Nous avons probablement tous été dans un endroit comme l'emplacement 1512 de Town Square, le magasin à grande surface fictif qui sert de décor au nouveau roman d'Adelle Waldman, Help Wanted. C'est le genre de produits avec des étalages saisonniers colorés et de larges allées, le genre qui, dans les années 80 et 90, a marqué l'apogée du commerce américain : la commodité de pouvoir acheter de la nourriture pour bébé, une tondeuse à gazon et un sapin de Noël en plastique. dans un espace bien éclairé de la taille d’un hangar d’avion.
Il est vraiment surprenant que de tels magasins, emblématiques du capitalisme américain, ne figurent pas en bonne place dans davantage de romans. La place de la ville de Waldman semble presque trop évidemment allégorique. Au n°1512, des étagères vides parsèment les allées, donnant au magasin un aspect délabré. « Corporate » (une présence vague) veut que les gérants de magasin donnent la priorité aux petits budgets par-dessus tout, c'est pourquoi les gérants ont conclu qu'il est préférable de dépenser des étagères vides plutôt que de dépenser de l'argent pour que les employés stockent les articles. Les affaires ont disparu, volées par un géant de la vente au détail en ligne anonyme. Cette image de rétrécissement évoque l’ambiance du roman, qui se déroule dans le Potterstown fictif et vide, dans le nord de l’État de New York, avec ses infrastructures désormais démesurées, datant d’une époque de plus de prospérité, de plus de gens, de plus de vie. Les grandes entreprises qui possédaient autrefois des usines locales sont parties chercher une main-d’œuvre moins chère, et les habitants qui ne sont pas partis avec elles se démènent pour trouver suffisamment d’emplois pour payer leurs factures.

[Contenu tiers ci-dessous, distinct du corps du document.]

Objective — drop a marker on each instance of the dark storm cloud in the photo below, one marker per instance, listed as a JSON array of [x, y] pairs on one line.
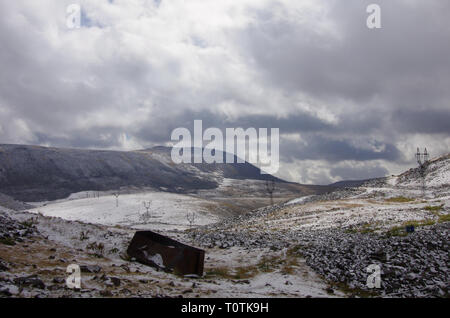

Il y a une génération, Potterstown a favorisé une classe ouvrière solide, mais ses jeunes adultes actuels ont peu de perspectives de stabilité. La moitié des personnes travaillant au sein de l’équipe Movement de Town Square (anciennement Logistics et basée dans l’entrepôt attenant au magasin) vit, comme Nicole, 23 ans, jusqu’à récemment, chez leur mère ou leur grand-mère. La mère de Nicole aime lui rappeler que, dans la vingtaine, elle était déjà mariée et propriétaire d’un logement, des marqueurs de sécurité qui sont restés stables même lorsque le marché du travail local s’est effondré. Pour Nicole, qui a un bébé et un fiancé, les perspectives semblent plus limitées.
Elle ne pouvait pas servir les tables, elle ne le pouvait tout simplement pas. Pas après avoir écouté sa mère se plaindre toutes ces années. Sa mère était au restaurant depuis vingt-cinq ans, depuis que l'entreprise pour laquelle elle avait travaillé avant la naissance de Nicole, celle qui fabriquait des claviers pour IBM, avait déménagé au Mexique… Et ce n'était pas comme si elle et Marcus pouvaient simplement et déménager vers un autre endroit avec plus d'emplois. Ils comptaient sur sa mère et sur la sienne pour la garde d'enfants. Ils ne pouvaient pas se permettre une garderie. Et Nicole n’avait même ...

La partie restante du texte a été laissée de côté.